The longitudinal study of early literacy socialization that we present in this book took place in the city of Baltimore, Maryland, on the eastern seaboard of the United States. We followed the lives of a cohort of children enrolled in the city's public schools for the 5 years from 1992 to 1997, from the age of 4 when they entered prekindergarten through the end of third grade at the age of 9. When we started our study, the Baltimore City Public School System, like school systems in other large urban areas, was struggling with limited success to provide its students with a good education. For example, 63% of students who should have graduated with the class of 1994 reportedly failed or dropped out prior to graduation (Baltimore City Public Schools System, 1999, section 8.2).
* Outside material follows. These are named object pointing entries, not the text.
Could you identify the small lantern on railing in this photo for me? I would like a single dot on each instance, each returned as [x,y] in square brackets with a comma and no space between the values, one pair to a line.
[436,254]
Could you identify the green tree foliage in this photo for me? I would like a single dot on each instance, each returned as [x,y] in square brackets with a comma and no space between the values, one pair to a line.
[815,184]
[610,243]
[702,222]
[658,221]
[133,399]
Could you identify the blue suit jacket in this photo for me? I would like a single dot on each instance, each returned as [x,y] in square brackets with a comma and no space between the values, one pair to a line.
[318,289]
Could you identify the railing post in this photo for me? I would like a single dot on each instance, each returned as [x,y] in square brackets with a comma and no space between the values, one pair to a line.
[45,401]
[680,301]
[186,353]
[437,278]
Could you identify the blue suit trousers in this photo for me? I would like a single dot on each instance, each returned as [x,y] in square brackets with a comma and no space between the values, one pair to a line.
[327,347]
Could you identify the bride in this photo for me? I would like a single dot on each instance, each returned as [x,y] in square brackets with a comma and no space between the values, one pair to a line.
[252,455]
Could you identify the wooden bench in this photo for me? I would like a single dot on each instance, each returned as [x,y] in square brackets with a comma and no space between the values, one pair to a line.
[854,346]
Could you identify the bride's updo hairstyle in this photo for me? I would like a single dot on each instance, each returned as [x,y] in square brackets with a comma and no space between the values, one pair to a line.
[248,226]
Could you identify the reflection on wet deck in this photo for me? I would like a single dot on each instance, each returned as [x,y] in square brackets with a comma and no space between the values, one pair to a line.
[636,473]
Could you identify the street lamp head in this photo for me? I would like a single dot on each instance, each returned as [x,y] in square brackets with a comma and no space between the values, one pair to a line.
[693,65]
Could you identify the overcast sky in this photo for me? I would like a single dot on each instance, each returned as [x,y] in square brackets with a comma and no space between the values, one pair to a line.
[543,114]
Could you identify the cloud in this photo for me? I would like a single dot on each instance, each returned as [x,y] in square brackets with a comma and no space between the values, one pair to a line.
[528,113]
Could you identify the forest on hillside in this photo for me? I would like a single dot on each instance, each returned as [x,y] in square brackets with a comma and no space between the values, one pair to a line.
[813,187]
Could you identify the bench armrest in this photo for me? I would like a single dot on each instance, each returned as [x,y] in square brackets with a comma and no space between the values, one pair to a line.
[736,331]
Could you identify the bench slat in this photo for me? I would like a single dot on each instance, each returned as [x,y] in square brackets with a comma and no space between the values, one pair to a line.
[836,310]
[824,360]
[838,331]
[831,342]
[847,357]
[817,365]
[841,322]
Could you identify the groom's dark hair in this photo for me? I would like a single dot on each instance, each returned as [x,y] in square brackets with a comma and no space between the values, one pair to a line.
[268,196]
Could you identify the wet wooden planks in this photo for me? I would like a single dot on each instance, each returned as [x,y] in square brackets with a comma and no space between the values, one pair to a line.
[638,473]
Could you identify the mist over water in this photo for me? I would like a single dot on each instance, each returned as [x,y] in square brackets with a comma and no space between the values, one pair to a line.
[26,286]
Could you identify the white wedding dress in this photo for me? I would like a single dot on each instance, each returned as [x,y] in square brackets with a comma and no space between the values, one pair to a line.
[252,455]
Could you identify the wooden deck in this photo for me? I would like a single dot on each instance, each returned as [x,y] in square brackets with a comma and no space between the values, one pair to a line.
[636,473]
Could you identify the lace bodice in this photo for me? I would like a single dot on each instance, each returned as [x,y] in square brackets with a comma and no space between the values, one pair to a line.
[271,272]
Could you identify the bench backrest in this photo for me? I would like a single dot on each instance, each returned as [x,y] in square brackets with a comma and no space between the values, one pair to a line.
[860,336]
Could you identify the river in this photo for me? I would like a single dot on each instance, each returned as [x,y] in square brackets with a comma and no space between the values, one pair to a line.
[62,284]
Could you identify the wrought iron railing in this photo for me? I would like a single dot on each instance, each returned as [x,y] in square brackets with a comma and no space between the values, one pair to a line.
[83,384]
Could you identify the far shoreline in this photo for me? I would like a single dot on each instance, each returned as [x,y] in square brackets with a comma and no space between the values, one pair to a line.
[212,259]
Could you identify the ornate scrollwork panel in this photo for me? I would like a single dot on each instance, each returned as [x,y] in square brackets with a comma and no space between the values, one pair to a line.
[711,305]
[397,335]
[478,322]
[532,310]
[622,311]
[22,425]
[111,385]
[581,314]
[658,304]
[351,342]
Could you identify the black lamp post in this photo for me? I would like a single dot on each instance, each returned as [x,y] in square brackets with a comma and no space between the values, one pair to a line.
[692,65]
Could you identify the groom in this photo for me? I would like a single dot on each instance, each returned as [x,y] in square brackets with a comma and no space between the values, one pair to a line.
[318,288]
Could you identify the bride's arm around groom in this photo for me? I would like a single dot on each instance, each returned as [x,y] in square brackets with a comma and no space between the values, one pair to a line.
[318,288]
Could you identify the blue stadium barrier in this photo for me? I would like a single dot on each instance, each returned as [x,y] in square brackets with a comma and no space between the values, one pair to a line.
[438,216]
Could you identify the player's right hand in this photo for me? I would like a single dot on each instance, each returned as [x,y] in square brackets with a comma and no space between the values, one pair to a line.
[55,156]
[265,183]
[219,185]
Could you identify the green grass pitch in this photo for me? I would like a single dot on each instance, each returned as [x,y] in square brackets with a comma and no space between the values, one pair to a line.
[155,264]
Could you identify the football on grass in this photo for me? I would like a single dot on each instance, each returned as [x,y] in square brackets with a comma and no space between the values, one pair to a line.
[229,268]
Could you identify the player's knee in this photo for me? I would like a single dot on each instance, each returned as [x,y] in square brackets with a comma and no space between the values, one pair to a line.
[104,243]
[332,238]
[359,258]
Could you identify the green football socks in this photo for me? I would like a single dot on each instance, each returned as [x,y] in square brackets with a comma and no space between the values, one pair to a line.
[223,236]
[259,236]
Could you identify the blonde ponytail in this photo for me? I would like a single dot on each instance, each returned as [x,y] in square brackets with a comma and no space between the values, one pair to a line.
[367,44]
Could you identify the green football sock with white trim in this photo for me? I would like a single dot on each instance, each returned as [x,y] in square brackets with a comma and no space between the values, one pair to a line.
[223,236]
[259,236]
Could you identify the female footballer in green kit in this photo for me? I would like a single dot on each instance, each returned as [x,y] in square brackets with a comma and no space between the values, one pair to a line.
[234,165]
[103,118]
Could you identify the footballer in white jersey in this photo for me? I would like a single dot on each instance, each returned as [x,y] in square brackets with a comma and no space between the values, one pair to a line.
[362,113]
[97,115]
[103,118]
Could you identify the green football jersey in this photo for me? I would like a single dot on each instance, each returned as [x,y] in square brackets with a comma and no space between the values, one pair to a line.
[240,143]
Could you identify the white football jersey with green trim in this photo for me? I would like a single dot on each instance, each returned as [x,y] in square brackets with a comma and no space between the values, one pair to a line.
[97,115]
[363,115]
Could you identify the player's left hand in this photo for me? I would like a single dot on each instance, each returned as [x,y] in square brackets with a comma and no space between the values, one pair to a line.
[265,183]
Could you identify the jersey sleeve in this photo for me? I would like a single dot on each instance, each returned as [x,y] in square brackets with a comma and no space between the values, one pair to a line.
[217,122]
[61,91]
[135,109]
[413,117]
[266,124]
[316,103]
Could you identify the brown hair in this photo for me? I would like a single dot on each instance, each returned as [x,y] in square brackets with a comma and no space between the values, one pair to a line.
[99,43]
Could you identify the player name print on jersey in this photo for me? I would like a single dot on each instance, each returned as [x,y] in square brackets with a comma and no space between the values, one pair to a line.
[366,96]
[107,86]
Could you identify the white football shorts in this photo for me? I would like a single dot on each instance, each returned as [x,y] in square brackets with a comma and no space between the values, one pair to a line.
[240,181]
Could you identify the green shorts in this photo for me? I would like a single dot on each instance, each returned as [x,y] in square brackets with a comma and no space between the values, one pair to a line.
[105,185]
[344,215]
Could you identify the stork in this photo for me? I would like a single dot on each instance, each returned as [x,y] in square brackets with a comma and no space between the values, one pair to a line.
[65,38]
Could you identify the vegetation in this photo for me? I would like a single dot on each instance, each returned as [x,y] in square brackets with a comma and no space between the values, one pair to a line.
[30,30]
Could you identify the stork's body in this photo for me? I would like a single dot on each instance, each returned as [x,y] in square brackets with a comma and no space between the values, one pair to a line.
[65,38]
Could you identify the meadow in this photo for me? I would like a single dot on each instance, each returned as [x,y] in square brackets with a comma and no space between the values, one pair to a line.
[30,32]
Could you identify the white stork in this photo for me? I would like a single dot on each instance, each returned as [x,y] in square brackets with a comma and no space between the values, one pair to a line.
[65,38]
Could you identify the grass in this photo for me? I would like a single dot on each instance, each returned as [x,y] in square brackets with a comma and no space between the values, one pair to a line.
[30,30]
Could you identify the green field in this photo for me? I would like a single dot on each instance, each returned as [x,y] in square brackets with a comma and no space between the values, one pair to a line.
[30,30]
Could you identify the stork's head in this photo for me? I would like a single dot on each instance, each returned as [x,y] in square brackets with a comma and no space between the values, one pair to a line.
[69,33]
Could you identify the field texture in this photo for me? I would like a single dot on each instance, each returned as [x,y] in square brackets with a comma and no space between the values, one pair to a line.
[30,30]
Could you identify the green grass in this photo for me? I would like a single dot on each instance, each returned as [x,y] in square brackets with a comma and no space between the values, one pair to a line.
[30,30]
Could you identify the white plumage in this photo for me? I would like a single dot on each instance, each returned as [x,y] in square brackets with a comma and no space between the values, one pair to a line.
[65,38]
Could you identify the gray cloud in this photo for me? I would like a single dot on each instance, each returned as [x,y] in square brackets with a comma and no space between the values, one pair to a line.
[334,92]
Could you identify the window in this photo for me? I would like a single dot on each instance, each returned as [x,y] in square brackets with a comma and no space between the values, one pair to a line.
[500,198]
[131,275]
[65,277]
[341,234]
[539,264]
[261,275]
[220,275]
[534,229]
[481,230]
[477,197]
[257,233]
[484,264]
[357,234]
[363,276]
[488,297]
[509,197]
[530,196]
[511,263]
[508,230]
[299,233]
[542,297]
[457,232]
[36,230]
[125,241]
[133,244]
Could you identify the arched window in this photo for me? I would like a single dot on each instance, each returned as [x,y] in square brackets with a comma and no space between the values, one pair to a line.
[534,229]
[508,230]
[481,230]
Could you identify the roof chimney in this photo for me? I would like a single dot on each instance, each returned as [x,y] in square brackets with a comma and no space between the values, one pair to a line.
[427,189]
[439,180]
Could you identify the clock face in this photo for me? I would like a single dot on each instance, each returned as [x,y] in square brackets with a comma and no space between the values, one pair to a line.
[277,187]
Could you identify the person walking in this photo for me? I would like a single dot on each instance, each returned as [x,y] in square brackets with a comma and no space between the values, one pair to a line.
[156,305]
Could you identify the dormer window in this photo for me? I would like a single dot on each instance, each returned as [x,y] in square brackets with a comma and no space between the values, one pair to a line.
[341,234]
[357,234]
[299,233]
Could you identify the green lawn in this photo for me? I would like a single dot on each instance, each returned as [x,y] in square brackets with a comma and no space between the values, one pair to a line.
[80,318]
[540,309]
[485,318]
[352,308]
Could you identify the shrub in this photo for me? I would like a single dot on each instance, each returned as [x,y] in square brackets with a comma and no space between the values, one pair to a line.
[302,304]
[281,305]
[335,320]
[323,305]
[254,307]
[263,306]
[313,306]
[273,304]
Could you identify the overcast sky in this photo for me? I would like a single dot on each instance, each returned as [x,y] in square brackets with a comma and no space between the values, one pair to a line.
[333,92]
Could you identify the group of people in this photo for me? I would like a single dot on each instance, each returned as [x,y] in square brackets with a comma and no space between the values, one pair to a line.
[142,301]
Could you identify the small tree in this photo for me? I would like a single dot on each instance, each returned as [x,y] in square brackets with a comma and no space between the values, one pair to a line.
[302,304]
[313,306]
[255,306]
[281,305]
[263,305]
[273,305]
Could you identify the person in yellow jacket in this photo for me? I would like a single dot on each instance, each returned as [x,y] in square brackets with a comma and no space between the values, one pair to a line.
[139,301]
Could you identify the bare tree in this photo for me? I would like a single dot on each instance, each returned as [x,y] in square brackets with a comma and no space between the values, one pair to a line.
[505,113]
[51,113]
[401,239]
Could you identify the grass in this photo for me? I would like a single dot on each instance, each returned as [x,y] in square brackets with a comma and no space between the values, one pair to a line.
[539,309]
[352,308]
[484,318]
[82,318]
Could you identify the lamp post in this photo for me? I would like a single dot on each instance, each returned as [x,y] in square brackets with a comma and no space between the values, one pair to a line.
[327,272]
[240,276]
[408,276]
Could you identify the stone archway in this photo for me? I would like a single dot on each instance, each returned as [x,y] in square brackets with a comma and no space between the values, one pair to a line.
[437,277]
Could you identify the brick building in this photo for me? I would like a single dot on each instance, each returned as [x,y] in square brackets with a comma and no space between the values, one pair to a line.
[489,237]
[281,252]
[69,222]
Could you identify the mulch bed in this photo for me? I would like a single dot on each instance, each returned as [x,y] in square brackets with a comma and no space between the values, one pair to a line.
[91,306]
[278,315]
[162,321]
The children in our study came from low- and middle-income families of European American and African American heritage. Much of our focus was on the home environments in which these children were raised. We examined the intimate culture of each child's home, defined by a confluence of parental beliefs, recurrent activities, and interactive processes. We explored the relation between that intimate culture and the child's literacy development during the 5 years of our study. Because we did not want to place parents with low levels of individual literacy on the defensive, we deliberately cast a wide net and gave our study a general name, the Early Childhood Project. Our account of the children's literacy development also includes an analysis of the important cultural institution of school, one of whose explicit functions is to cultivate individual literacy.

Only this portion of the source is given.